Without passion, nothing happens. Passion as a lighter for reason. Passion as the sum of commitment and enthusiasm. Passion breaks the inertia that spills. Passion allows us to give meaning to effort and tenacity. Passion, purpose and results form a good triangle. I am writing to you about passion after rereading Jim Whitehurst’s book The open organization , which tells the story of the Red Hat company. The book dedicates an entire chapter to passion as a fundamental catalyst that does not normally appear in books that mark the canons of management. Without passion nothing significant happens. Olivetti’s passion for design on its typewriters and for a fairer company and society. Steve Jobs’s passion for calligraphy and design on his Mac, his love of detail as the last frontier of quality. The passion for technology and people that allowed Mateo Valero to create the Barcelona Supercomputing Center. The passion for the customer that changed the way the online shoe sales platform Zappos served customers and that ended up being the emblem of a company. Thanks to passion, a contact center can become the heart of a company. The passion that beats in Hiberus to grow, the passion that I notice in Ferrer with an unusual social logic, the non-strident passion, like a diesel engine, that I see in long-lived companies that remain consistent. Balanced passion, we do not have to become junkies, but enough passion for surprising and sometimes extraordinary things to happen in our organizations. By the way, machines do not exhibit passion, they do not give off emotion, they provide data and functionality.

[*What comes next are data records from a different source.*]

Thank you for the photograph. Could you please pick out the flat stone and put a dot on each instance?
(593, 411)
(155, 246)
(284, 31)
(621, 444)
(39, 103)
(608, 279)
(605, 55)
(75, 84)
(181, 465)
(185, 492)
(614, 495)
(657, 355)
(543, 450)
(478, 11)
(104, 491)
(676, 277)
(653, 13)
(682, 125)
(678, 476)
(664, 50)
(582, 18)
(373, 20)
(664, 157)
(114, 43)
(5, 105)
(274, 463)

I’m not talking about a crazy passion. It is not an amour fou. It’s something else. And the sensible thing is to be passionate. It is that passion that provides a patina that changes the way we work. It is about operationalizing passion to achieve impact. It is not the platonic passion that invaded some Renaissance artists as if just the sketch of their painting or sculpture was enough to intuit the power of the idea that nested behind it. No. It is about the passion for the culminated work. I continue with some examples that are close to me. ONCE and its foundation decided to consolidate their business division, in November 2014 the creation of Ilunion was decided and today this company is among the top five that offer more employability in Spain, employing a very high number of people with disabilities. I have never seen so much passion for work in people who often cannot see. In Ilunion I have simply felt emotion. The passion that, visiting Lanzadera, the start-up center promoted with the support of Mercadona, the entrepreneurs gave off when recounting their project or the passion of the Lanzadera team itself in exhibiting the 8,000 jobs created by the entrepreneurs they have had there housed. Passion is sometimes declined in learning, sometimes in innovation, sometimes in the creation of a community, and always in effort and perseverance. Passion must be built, it does not fall from the sky.

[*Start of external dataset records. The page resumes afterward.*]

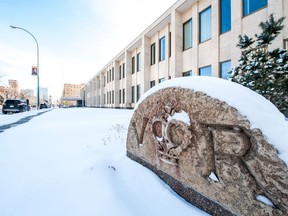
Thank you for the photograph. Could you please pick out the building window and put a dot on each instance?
(225, 69)
(170, 44)
(123, 93)
(138, 92)
(133, 65)
(138, 62)
(133, 94)
(161, 80)
(120, 95)
(124, 70)
(153, 49)
(162, 49)
(188, 73)
(285, 43)
(187, 34)
(152, 83)
(205, 71)
(225, 16)
(249, 6)
(120, 75)
(205, 25)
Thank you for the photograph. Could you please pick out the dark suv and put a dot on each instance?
(14, 106)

In organizations there are people who work through inertia, people who work to achieve impact and people who work with a sense of legacy. People who work from inertia deserve all respect, sometimes they simply have a hard time adapting to a world of changes that constantly challenge their inertia. People who work for impact are people who work to deliver more results than excuses. Achieving results is a way of serving those who want to serve and, in the process, guarantee the continuity of the organization. And then there are the people who work by legacy, many of them capable of sustaining a calm, constant passion for long periods, in order to leave something worthwhile, something that is not anecdotal, circumstantial, something that allows others grow, something that better combines the goal of achieving results with the dignity of people.

It is that passion that I feel listening to Joan Plaza, the great basketball coach, when he tells me that he is an insatiable hunter of new inspirations that allow him to improve his work as a coach, his mission to turn an egosystem into an ecosystem to deliver results. We need more passion and less nonsense. Let’s get away from becoming officials from nothing, soldiers of inertia, militants of the complaint, stewards of mediocrity. Passion is lived attached to purpose.

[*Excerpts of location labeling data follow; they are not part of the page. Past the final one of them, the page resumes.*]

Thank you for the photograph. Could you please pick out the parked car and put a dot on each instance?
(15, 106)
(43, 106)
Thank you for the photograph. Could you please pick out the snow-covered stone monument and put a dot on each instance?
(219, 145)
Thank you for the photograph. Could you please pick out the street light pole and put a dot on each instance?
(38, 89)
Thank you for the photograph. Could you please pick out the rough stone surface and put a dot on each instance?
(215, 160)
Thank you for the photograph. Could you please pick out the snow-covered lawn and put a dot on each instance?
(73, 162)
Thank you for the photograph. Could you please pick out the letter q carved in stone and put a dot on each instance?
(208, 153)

Organizations need three things: results, passion and compassion. Delivering results is essential. Without results, companies do not survive. Purposes unfold into results or perish. We can only define a humanistic management if we guarantee the results. To have humanistic companies, we first need to have healthy companies. The results cannot be obtained in any way, but they are not negotiable. Second, passion. Without passion, inertia defeats us, without authenticity, mediocrity engulfs us. And third, compassion. Not compassion as passive pity towards others. Compassion understood as the sum of empathy and action. I really liked the book on compassionate leadership by consultants Hougaard and Carter: “Compassion is the intention to benefit others. Compassion is not about pleasing others and giving them what they want.” In short, “having wisdom means having judgment on how to lead others and how to manage companies with purpose and sustainability”. In organizations we need results to survive, passion that accompanies our reason and compassion that accompanies people.